Search code examples
python-3.xnumpymatrixscipysparse-matrix

Split a sparse square matrix into blocks


I have a banded sparse square matrix , A, of type <class 'scipy.sparse.csr.csr_matrix'> and size = 400 x 400. I'd like to split this into block square matrices of size 200 x 200 each. For instance, the first block

block1 = A[0:200, 0:200]
block2 = A[100:300, 100:300]
block3 = A[200:400, 200:400]

The same information about the slices is stored in a list of tuples.

 [(0,200), (100, 300), (200, 400)]

Suggestions on how to split the spare square matrix will be really helpful.


Solution

  • You can convert to a regular array and then split it:

    from scipy.sparse import csr_matrix
    import numpy as np
    
    row = np.arange(400)[::2]
    col = np.arange(400)[1::2]
    data = np.random.randint(1, 10, (200))
    compressed_matrix = csr_matrix((data, (row, col)), shape=(400, 400))
    
    # Convert to a regular array
    m = compressed_matrix.toarray()
    # Split the matrix
    sl = [(0,200), (100, 300), (200, 400)]
    blocks = [m[i, i] for i in map(lambda x: slice(*x), sl)]
    

    And if you want you can convert back each block to a compressed matrix:

    blocks_csr = list(map(csr_matrix, blocks))
    

    CODE EXPLANATION

    The creation of the blocks is based on a list comprehension and basic slicing. Each input tuple is converted to a slice object, only to create a series of row and column indexes, corresponding to that of the elements to be selected; in this answer, this is sufficient to select the requested block squared matrix. Slice objects are generated when extended indexing syntax is used: To be clear, a[start:stop:step] will create a slice object equivalent to slice(start, stop, step). In our case, they are used to dynamically change the indexes to be selected, according to the matrix we want to extract. So, if you consider the first block, m[i, i] is equivalent to m[0:200, 0:200].

    Slice objects are a form of basic indexing, so a view of the original array is created, rather than a copy (this means that if you modify the view, also the original array will be modified: you can easily create a copy of the original data using the copy method of the numpy array).

    The map object is used to generate slice objects from the input tuples; map applies the function provided as its first argument to all the elements of its second argument. lambda is used to create an anonymous function, i.e., a function defined without a name. Anonymous functions are useful to accomplish specific tasks that you do not want to code in a standard function, because you are not going to reuse them or you need only for a short period of time, like in the example of this code. They make code more compact rather than defining the correspondent functions.

    *x is called unpacking, i.e you extract, unpack elements from the tuple.
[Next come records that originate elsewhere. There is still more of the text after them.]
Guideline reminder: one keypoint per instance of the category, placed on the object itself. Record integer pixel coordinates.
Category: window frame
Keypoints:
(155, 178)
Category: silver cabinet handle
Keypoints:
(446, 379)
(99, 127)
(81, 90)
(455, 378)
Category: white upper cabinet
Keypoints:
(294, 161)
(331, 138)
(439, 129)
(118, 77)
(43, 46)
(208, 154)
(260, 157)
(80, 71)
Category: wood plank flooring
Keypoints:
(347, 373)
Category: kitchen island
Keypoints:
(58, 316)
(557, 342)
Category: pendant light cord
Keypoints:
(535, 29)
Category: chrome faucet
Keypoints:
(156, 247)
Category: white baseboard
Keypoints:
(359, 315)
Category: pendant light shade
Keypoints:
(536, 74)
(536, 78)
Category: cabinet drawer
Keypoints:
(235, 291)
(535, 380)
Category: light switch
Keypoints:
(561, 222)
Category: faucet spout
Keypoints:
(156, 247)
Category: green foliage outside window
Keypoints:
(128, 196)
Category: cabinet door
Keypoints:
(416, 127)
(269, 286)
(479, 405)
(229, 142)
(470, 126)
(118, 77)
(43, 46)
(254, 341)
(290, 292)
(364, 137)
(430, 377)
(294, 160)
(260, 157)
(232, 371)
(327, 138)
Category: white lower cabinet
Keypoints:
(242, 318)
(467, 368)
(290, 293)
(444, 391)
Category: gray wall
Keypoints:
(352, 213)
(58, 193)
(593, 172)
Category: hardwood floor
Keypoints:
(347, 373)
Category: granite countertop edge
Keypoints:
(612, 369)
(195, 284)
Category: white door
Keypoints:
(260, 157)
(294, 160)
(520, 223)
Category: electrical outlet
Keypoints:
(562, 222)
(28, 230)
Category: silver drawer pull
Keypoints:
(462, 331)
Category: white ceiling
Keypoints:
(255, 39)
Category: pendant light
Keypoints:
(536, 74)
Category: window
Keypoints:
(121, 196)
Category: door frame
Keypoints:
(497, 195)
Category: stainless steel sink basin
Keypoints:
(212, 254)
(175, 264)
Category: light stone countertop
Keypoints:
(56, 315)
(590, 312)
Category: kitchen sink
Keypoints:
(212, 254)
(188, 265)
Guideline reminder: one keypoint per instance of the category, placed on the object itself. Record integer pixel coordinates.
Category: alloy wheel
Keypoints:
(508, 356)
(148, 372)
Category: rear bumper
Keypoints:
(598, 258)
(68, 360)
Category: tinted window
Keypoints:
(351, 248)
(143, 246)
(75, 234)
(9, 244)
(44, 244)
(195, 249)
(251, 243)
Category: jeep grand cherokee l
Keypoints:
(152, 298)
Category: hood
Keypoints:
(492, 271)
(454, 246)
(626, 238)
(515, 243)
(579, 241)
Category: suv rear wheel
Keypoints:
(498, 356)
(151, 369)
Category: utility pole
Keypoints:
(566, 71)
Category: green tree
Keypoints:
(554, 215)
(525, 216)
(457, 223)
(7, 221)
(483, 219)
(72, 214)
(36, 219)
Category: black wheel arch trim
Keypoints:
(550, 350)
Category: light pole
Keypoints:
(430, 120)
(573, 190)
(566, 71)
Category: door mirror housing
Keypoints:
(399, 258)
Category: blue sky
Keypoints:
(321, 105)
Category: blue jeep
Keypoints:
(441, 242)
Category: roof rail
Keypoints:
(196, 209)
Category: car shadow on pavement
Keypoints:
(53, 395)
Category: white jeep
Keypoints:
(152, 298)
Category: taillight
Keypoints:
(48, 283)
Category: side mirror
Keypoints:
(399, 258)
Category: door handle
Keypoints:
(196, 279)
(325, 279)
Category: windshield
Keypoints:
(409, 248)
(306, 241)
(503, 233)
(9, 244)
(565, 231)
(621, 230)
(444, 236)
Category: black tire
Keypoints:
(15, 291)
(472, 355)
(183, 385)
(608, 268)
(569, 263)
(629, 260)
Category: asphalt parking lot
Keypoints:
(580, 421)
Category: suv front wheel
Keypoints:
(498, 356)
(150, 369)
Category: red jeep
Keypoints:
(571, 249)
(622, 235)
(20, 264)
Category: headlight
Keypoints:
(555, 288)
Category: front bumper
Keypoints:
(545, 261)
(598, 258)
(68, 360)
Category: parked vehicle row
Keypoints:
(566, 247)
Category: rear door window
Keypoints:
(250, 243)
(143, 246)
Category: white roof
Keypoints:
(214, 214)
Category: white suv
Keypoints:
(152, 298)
Suppose you have a function f and a tuple a = (1, 2, 3), then f(*a) is equivalent to f(1, 2, 3) (as you can see, you can think of unpacking as removing a level of parentheses).

    So, looking back at the code:

    blocks = [  # this is a list comprehension
        m[i, i]  # basic slicing of the input array
        for i in map(  # map apply a function to all the item of a list
            lambda x: slice(*x), sl  # creating a slice object out of the provided index ranges
        )
    ]